As a reference, I looked into SaltStack. Although it seemed quite interesting, OpenWRT does not support salt-minion and it's state management mechanism seems to me a bit strange from a network management standpoint, so I have decided to develop a tool like salt, salt-ssh and salt-minion on my own.

      [Tool A]  [Tool B]  [Tool C]...
          |         |        |
    +-----------------------------------------------------+
    |         Simple Service Abstraction Layer            |
    - - - - - - - - - - - - - - - - - - - - - - - - - - - -
    |         neutron-lan modeling with YAML              |
    +-----------------------------------------------------+
                  |
                 ssh
                  |
        [Agents w/ minimal capabilities]]]
    

MTU issue

Since the VXLAN overhead is 50 bytes, you need to adjust path MTU on each end host in some way.
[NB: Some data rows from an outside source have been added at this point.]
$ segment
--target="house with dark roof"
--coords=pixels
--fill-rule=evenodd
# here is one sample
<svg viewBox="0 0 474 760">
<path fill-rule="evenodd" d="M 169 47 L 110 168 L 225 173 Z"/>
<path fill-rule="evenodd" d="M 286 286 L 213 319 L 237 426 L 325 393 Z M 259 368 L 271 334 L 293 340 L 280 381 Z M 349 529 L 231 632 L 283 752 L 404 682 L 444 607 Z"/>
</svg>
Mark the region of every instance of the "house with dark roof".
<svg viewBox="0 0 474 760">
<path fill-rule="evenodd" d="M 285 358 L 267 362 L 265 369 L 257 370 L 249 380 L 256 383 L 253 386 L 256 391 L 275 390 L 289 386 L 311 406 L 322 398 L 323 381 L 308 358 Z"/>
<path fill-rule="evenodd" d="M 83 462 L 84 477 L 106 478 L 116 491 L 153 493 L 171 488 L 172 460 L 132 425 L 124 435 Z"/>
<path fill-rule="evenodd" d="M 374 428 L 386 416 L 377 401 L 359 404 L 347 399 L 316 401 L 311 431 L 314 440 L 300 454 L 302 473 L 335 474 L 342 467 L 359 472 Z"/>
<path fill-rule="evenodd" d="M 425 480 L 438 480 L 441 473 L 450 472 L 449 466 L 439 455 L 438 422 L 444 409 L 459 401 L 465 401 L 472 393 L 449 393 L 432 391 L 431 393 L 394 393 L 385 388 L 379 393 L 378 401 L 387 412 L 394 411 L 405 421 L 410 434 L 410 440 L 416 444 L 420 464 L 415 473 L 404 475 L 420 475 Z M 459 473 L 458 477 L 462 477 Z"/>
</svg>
I would chose the latter option, and that is something hareware-based routing/switching (incl. "physical" OpenFlow switches) is not good at.

Note: these days, small routers also support Jumbo Frame. So I don't need to care this issue any longer...

Tackling security issues

VXLAN-based network virtualization raises some security issues. For example, an attacker can intrude or hyjack any VXLAN by spoofing VTEP(VXLAN Tunnel End Point). To prevent this kind of attack, some VTEP authentication mechanism will be introduced.

One idea I have devised:

      vhosts exchange some auth packets among themselves periodically.

      netns                                                      netns
      . . . . .                                                 . . . . .
      .[vhost].                                                 .[vhost].
      . . | . .                                                 . . | . .
          |                                                         |
        [br]--[br-int]--[br-tun] === VXLAN === [br-tun]--[br-int]--[br]

                                  auth packet

Note: this idea has not been implemented yet.

Why so many bridges inside?

Why are there so many bridges? Linux bridges, br-int and br-tun...

  • br-int works as a MAC-learning switch.
  • br-tun works as a VXLAN GW with static flows preinstalled. BUM packets are broadcast to all VXLAN ports. Loop can be avoided by installing flows in a split-horizon manner. MAC-learning is also enabled for outgoing unicast packets. This MAC-learning process makes use of openvswitch-specific OF action.
  • According to OpenStack neutron documentation, since openvswitch does not seem to work with iptables very well(?), Linux bridges are necessary between LAN ports and br-int. The OpenStack neutron development team seems to be trying to get rid of iptables and add additional flow entries (stateless firewall) to br-tun.
  • openvswitch does not support IP multicast for BUM packets over VXLAN, so br-tun needs to replicate a packet for each VXLAN tunnel.

So there will be an impact on the performance, and I am looking forward to see some improvements on OpenStack neutron by the development team.